Wann ist eigentlich „abgenommen“?

(Schleswig-Holsteinisches OLG 7 U 90/17, Beschluss vom 02.01.2018)

Immer wieder stellt sich die Frage, ob der Auftraggeber die Leistung des Architekten überhaupt im Rechtssinne „abgenommen“ hat. Sehr lebensnah und pragmatisch hat sich hier das Schleswig-Holsteinische OLG geäußert.
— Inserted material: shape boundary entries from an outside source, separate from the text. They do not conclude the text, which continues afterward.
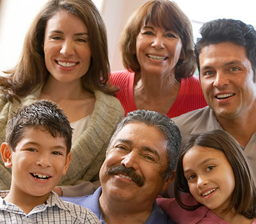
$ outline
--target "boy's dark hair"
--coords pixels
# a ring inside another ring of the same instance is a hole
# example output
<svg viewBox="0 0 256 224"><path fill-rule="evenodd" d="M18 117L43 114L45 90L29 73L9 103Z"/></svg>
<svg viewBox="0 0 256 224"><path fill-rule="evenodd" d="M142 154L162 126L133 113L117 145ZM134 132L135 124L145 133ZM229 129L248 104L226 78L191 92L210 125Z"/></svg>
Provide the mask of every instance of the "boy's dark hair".
<svg viewBox="0 0 256 224"><path fill-rule="evenodd" d="M199 54L204 47L230 42L244 47L246 56L252 63L253 82L256 82L256 31L252 25L234 19L220 19L205 22L200 33L202 38L197 39L195 47L199 72Z"/></svg>
<svg viewBox="0 0 256 224"><path fill-rule="evenodd" d="M6 141L13 151L26 128L40 129L54 138L65 139L67 154L70 151L72 129L63 111L52 102L41 100L20 108L6 126Z"/></svg>

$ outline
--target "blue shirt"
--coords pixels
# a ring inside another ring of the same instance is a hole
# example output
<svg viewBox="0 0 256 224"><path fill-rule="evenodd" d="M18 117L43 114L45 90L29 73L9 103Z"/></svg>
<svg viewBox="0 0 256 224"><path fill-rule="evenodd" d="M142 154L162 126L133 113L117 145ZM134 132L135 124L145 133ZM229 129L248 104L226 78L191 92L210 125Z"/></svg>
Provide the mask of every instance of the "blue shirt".
<svg viewBox="0 0 256 224"><path fill-rule="evenodd" d="M99 187L93 195L79 197L61 197L62 200L76 204L91 210L98 216L102 224L106 224L100 209L99 198L101 195L101 187ZM155 202L153 210L145 224L173 224L168 216L163 211Z"/></svg>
Eine rechtsgeschäftliche Abnahme im Sinne von § 640 BGB bedeute die körperliche Entgegennahme des Werks durch den Besteller verbunden mit dessen Billigung des Werks als im Wesentlichen vertragsgerecht erbrachte Leistung. Als rechtsgeschäftliche oder geschäftsähnliche Erklärung könne die Billigung der Werkleistung auch konkludent erfolgen.
 
Ob im konkreten Fall eine konkludente Abnahme vorliegt, beurteile sich grundsätzlich nach den jeweiligen Umständen. Gerade an dieser Stelle wird besonders deutlich, wie sehr das Gericht jedem Versuch, Vorteile aus einem juristischen Vorgehen zu ziehen, zugunsten einer pragmatischen Betrachtungsweise eine Absage erteilt.
 
Eine konkludente Abnahme könne nämlich jedenfalls dann vorliegen, wenn der Unternehmer aus dem Verhalten des Bestellers nach Treu und Glauben und mit Rücksicht auf die Verkehrssitte schließen konnte und durfte, der Besteller billige seine Leistung als frei von wesentlichen Mängeln. Das könne z. B. der Fall sein bei widerspruchsloser Hinnahme der Fertigstellungsbescheinigung oder bei einer vorbehaltlosen Zahlung des Werklohns. Die konkludente Abnahme einer Architektenleistung könne auch darin liegen, dass der Besteller nach Fertigstellung der Leistung und nach Ablauf einer angemessenen Prüffrist nach Bezug des fertiggestellten Bauwerks keine Mängel der Architektenleistung rügt.
 
In einer vorbehaltlosen Zahlung der Schlussrechnung in Verbindung mit der widerspruchslosen Hinnahme einer Fertigstellungsanzeige ist  also eine konkludente Billigung durch den Empfänger der Werkleistung zu sehen. Hier kam noch hinzu, dass unstreitig nach Fertigstellung des streitgegenständlichen Teiles des Werkes binnen angemessener Prüffrist keine entsprechenden Mängelrügen des Auftraggebers erfolgten. Eine Rüge erfolgte nämlich erst deutlich (nämlich über ein Jahr!) später…  
Unter Berücksichtigung von Treu und Glauben und mit Rücksicht auf die Verkehrssitte durfte der Architekt hier also von einer beanstandungslosen Ingebrauchnahme seiner Leistungen durch die Klägerin ausgehen. Und genau in einer solchen liegt dann die konkludente Abnahme begründet!
 
Letztlich hat das OLG also nur noch einmal dargelegt, was jedem „Baumensch“ ohnehin klar sein dürfte. Der Auftraggeber wurde auch ausdrücklich darauf hingewiesen, dass ein weiteres Vorgehen gegen diesen Beschluss keinerlei Aussicht auf Erfolg habe.